Caffeine In Coffee

Caffeine is only one of several hundred chemicals found in coffee. However, it is the most notorious because of the many physiological effects it has on the human body.

Caffeine naturally occurs in many other plants apart from the coffee bush, such as tea and cocoa plants. You can also find it in a lot of carbonated drinks, Coca Cola perhaps being the most famous.

There is a long established link between coffee and mental stimulation, which gives a cupful a certain appeal. In fact, it could be argued that coffee drinking has helped change the course of history.

In 1773, it was in a Boston coffee house where citizens planned the Boston Tea Party; and in 1789, it was from Café Foy that Camille Desmoulins led the angry mob that later brought down the Bastille.

How Much Caffeine Is In Coffee?

This can depend on loads of factors, as you can see at the bottom of the page. So, it is hard to tell one cup from the other technically.

As a rough guide, if we say that a serving of coffee is an 8oz/230ml cup, there will be an average of 95mg when it has been brewed/steeped (such as with filter or manual coffee), and 30mg per spoonful with instant coffee.

An espresso averages 30ml, and has about 63mg of caffeine.
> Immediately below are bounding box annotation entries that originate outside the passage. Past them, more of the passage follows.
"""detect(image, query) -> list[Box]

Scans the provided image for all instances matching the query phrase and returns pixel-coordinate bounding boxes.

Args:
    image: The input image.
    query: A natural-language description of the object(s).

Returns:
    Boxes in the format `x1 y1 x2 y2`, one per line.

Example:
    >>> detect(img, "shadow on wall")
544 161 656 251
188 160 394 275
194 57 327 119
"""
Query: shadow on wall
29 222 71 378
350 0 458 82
This goes up to around 125mg for espresso-based drinks such as cappuccinos and lattes.

Decaf coffee still contains traces of caffeine as it is impossible to remove it all, but this will average just 3mg per cup.

Is Caffeine Good For Us?

Whether caffeine is actually good for us is a long and much-argued debate.

Caffeine is commonly used by endurance athletes to permit them to train for longer and aid their recovery afterwards. So, there is a positive effect on physical stimulation and muscle reaction.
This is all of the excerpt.